MachtkampfRichter in Ägypten wollen Verfassungsreferendum boykottieren

Am 15. Dezember sollen die Ägypter über die neue Verfassung abstimmen. Doch nun haben die Richter des Landes die Aufsicht über das Referendum offiziell abgelehnt. von afp, dpa und reuters

Anhänger des ägyptischen Präsidenten Muhammed Mursi vor dem Obersten Verfassungsgericht in Kairo

Anhänger des ägyptischen Präsidenten Muhammed Mursi vor dem Obersten Verfassungsgericht in Kairo  |  © Amr Abdallah Dalsh/Reuters

Der Machtkampf in Ägypten spitzt sich weiter zu. Nachdem das Verfassungsgericht seine Arbeit ausgesetzt hatte, kündigte der ägyptische Richterverband nun einen Boykott des geplanten Referendums über die neue Verfassung an. In Ägypten führen bei Wahlen traditionell die Richter die Aufsicht. Damit dürfte es den Islamisten schwerfallen, das für den 15. Dezember angesetzte Referendum zu organisieren.

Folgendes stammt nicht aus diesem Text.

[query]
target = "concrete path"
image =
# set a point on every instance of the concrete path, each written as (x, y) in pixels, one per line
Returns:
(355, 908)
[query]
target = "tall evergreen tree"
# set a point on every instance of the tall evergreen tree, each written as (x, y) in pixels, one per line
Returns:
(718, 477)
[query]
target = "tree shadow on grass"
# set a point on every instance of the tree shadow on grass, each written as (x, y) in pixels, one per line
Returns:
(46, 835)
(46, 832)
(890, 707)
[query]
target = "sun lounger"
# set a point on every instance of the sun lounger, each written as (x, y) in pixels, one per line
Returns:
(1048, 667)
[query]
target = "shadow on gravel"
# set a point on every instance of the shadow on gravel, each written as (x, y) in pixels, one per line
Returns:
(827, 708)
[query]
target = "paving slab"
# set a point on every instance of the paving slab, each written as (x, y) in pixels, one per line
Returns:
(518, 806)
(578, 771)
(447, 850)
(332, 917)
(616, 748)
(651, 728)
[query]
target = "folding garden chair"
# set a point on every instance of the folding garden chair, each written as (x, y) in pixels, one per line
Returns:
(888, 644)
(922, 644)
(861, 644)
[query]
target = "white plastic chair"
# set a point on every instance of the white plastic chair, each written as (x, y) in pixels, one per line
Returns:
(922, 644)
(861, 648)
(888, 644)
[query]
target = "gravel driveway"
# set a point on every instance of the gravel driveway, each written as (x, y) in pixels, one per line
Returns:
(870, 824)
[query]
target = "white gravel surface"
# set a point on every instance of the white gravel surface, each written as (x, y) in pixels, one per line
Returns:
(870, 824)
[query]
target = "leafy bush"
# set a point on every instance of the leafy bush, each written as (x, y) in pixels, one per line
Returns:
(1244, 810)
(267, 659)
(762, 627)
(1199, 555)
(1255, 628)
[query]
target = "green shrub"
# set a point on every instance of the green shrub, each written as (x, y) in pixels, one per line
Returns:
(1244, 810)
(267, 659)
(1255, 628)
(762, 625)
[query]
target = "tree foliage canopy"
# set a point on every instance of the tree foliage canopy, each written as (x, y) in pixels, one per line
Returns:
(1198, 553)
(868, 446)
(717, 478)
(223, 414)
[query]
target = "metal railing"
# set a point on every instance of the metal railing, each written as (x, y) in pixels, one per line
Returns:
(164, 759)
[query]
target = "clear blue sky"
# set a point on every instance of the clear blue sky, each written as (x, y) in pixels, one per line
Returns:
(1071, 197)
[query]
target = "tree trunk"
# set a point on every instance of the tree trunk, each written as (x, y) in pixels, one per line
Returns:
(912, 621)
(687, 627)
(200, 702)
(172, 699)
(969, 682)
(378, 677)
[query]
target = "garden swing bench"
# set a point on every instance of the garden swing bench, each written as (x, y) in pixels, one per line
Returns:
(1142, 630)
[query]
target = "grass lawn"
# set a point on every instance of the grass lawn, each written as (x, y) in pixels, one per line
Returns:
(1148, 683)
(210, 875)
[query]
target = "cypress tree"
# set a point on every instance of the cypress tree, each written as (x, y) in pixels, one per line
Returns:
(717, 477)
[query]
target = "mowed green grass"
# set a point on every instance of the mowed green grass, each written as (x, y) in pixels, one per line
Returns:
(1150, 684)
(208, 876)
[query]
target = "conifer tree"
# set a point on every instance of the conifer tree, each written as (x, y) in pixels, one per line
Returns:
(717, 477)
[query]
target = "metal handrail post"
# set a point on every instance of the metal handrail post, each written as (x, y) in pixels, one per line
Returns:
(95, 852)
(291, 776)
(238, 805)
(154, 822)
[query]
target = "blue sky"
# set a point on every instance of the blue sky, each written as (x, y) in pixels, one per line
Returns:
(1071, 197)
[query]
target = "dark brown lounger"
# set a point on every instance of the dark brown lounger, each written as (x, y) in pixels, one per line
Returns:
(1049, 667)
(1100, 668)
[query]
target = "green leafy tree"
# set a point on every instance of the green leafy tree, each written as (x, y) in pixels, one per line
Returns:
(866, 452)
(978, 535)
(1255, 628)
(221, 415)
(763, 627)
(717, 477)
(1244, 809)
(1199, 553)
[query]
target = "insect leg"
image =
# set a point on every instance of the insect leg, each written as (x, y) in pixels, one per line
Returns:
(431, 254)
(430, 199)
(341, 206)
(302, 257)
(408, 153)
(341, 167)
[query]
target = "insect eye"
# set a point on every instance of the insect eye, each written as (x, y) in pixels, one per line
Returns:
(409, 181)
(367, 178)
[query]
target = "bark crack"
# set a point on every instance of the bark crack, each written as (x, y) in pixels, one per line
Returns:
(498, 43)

"Alle Richter Ägyptens und die Richterclubs außerhalb der Hauptstadt sind darin übereingekommen, das Referendum über ein Verfassungsprojekt nicht zu beaufsichtigen und es zu boykottieren", erklärte der Richterclub-Vorsitzende Ahmed al-Sind nach Angaben der amtlichen Nachrichtenagentur Mena.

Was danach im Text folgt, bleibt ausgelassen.